【東海S】ウィリアムバローズ 6歳4度目の挑戦で初V 上村師「何とか重賞を勝たせてあげたかった」

2024年1月22日 05:24

<京都11R 第41回東海S>好位から抜け出したウィリアムバローズ(左)(撮影・中辻 颯太)

 京都開催の「第41回東海S」は2番人気ウィリアムバローズが3角先頭の積極策で1番人気オメガギネスを振り切り待望の初タイトルを手にした。

 横綱競馬で強敵をねじ伏せた。道中2番手から逃げ馬バビットを徹底マークしたウィリアムバローズが3角付近で早め先頭に立つと直線、関東馬オメガギネスとビッシリ馬体を併せて追い比べ。鞍上の坂井がこん身の右ムチを一発、二発。内ラチ沿いからグイッとひと伸び。最後は余力たっぷりに馬なりでVゴールに飛び込んだ。坂井は「手応えは良過ぎるぐらい、うなっていました。最後は迫られてからも突き放して、強い内容でしたね。デビュー前に調教を乗った時から走る馬だと思っていたので、この子にタイトルを獲らせてあげることができて良かったです。もう一つ上のクラスでも頑張ってくれると思う」とパートナーを称えた。

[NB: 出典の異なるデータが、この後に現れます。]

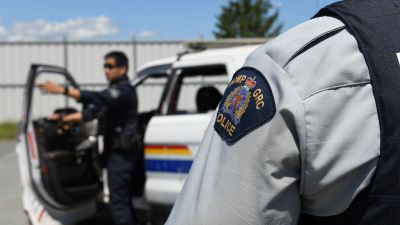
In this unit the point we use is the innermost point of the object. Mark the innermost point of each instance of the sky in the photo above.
(23, 20)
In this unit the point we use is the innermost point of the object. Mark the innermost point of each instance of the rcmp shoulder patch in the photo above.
(247, 104)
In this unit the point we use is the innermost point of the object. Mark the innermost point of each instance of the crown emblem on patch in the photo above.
(238, 100)
(250, 82)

 ダートでの馬券圏外は22年みやこS14着だけの堅実派。なかなかタイトルには手が届かなかったが4度目の挑戦で重賞初制覇を飾った。上村師は「これまで大事に使ってきたし、何とか重賞を勝たせてあげたかった。鞍上がうまく勝ちパターンに持ち込んでくれたのが勝利の要因。真っ向勝負で強かったです。1戦ずつ確実に良くなっているし、競走馬として完成しつつある」と笑みを浮かべる。

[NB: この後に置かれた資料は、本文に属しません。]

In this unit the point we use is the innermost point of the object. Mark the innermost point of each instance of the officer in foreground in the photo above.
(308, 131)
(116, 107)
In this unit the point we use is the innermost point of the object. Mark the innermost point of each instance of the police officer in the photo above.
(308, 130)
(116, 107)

 賞金加算で選択肢の幅が広がった。G1フェブラリーS(2月18日、東京)の優先出走権を獲得したが、指揮官は「候補ではあるが(東京ダート1600メートルは)ワンターンだからね。(適性が)どうだろう。この後は状態面を考えながら使っていきたい」と慎重にプランを組み立てていく。重賞での惜敗続きに終止符を打った。ひと皮向けた素質馬の快進撃が始まる。